Azzariti, cresciuto e diventato magistrato nel regno dell’Italia tardo liberale dove inizia la sua collaborazione alla costruzione dell’ordinamento giuridico del paese (oltre che segretario per la revisione dei Codici delle colonie), che prosegue nel ventennio fascista e riprende nel periodo della nascita della Repubblica, è dunque l’esempio grottesco di quell’idea ottocentesca, quasi militare, di servitore dello stato, che svolge il proprio lavoro ”tecnico”, a prescindere da qualsiasi circostanza etica, ideologica e politica.

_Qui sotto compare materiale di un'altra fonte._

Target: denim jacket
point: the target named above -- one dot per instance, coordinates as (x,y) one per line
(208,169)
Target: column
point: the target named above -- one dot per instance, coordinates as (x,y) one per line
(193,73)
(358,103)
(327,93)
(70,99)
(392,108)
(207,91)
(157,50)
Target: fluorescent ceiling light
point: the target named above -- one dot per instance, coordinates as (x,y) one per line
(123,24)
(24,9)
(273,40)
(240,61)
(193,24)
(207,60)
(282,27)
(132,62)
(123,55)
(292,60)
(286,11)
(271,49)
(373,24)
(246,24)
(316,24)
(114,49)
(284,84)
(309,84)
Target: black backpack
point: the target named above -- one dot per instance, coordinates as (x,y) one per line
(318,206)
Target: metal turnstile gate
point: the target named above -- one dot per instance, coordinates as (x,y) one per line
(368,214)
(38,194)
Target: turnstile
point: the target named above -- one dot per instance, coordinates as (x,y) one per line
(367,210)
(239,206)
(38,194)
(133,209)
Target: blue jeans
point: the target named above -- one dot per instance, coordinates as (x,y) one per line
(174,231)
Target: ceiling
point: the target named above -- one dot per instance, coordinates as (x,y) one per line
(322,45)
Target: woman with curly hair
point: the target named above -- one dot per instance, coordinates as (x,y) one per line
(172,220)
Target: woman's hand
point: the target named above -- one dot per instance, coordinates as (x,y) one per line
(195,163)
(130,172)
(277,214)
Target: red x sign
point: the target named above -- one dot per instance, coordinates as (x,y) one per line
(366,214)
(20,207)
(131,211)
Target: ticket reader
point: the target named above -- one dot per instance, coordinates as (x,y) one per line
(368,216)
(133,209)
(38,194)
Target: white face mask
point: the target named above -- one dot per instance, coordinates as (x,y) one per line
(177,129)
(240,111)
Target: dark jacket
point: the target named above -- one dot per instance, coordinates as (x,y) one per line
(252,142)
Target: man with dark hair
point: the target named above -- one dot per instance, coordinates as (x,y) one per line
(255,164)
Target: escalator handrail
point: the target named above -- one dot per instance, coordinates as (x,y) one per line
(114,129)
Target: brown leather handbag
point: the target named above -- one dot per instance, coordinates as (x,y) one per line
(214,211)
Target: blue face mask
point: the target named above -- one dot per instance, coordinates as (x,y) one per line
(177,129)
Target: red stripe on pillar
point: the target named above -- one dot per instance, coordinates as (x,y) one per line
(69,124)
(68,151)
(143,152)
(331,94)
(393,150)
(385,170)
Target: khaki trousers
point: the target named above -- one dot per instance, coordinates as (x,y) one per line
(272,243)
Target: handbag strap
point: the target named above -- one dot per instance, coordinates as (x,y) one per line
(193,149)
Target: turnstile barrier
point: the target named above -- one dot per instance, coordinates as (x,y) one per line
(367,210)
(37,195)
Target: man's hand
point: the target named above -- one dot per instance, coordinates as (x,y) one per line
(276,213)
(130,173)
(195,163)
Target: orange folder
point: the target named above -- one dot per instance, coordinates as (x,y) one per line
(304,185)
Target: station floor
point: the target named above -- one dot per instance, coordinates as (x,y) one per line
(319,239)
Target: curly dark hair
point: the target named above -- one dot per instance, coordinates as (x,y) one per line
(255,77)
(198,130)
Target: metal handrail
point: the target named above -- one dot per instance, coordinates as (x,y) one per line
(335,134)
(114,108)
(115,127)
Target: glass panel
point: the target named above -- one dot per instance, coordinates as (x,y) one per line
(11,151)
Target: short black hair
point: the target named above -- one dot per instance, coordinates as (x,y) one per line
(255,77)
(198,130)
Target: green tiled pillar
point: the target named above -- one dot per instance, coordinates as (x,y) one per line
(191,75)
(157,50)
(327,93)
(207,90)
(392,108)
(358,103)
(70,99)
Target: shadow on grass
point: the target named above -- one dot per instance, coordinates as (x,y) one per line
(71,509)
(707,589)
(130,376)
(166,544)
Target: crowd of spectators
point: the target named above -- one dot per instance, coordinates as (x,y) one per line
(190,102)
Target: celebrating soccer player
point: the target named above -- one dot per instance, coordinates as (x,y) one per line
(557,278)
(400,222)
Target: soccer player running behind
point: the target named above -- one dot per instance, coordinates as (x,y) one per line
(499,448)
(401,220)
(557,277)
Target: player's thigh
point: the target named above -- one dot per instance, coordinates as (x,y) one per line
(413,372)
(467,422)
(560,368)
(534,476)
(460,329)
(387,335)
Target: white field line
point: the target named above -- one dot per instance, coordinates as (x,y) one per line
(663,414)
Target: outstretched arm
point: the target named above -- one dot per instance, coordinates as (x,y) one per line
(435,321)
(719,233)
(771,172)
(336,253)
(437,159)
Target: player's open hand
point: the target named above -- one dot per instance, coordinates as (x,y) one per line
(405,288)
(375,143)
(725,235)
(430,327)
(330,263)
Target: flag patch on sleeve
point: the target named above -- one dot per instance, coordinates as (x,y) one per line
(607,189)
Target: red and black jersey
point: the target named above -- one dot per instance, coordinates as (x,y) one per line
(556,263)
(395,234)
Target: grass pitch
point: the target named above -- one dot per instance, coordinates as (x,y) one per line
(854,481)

Un’idea che solo per certi versi va a coincidere con l’indipendenza della magistratura (e il suo obbligo di far riferimento alle leggi vigenti) che, specie nel passato, la salvò da un eccesso di politicizzazione. Qui allora è bene ricordare, come fa Boni, le parole di Leone Ginzburg: ”Ritengo che la pura tecnica giuridica, al di là dei valori etico politici, esista solo nei gradini più bassi. Più si sale e meno è possibile che l’atto tecnico rimanga puramente tecnico, non si colori di qualcos’altro”. E a dimostrazione, le prese di posizione pubbliche di Azzariti sono eloquenti arrivando all’aberrazione di ” Oggi l’appartenenza a determinate razze è causa di limitazioni della capacità giuridica”, senza dimenticare la retorica di definire ”l’orgoglio di italiani in questi tempi di fervore e di gloria” grazie alla ”libertà dell’Italia fascista guidata dal suo Duce”. Una vicenda apparentemente paradossale, vergognosa e assurda quindi, eppure paradigmatica dei trasformismi e contraddizioni della nostra storia novecentesca e per questo non da occultare, come si è fatto sino ad oggi, ma da studiare, come hanno fatto finalmente una docente di Storia delle istituzioni politiche come Meniconi, uno studioso e vice presidente emerito della Consulta Neppi Modona e un Consigliere della Corte Costituzionale quale Boni che, con questi loro studi frutto di accurate ricerche documentarie (con, per Boni, la sostanziale parte dedicata a Leggi razziali e Tribunale della Razza). Sono letture che invitano a non dimenticare per far sì che ci si liberi finalmente di certi strascichi del passato ancora vivi, rimettendoli nella giusta prospettiva e contesto, ricordando da dove e come nacquero.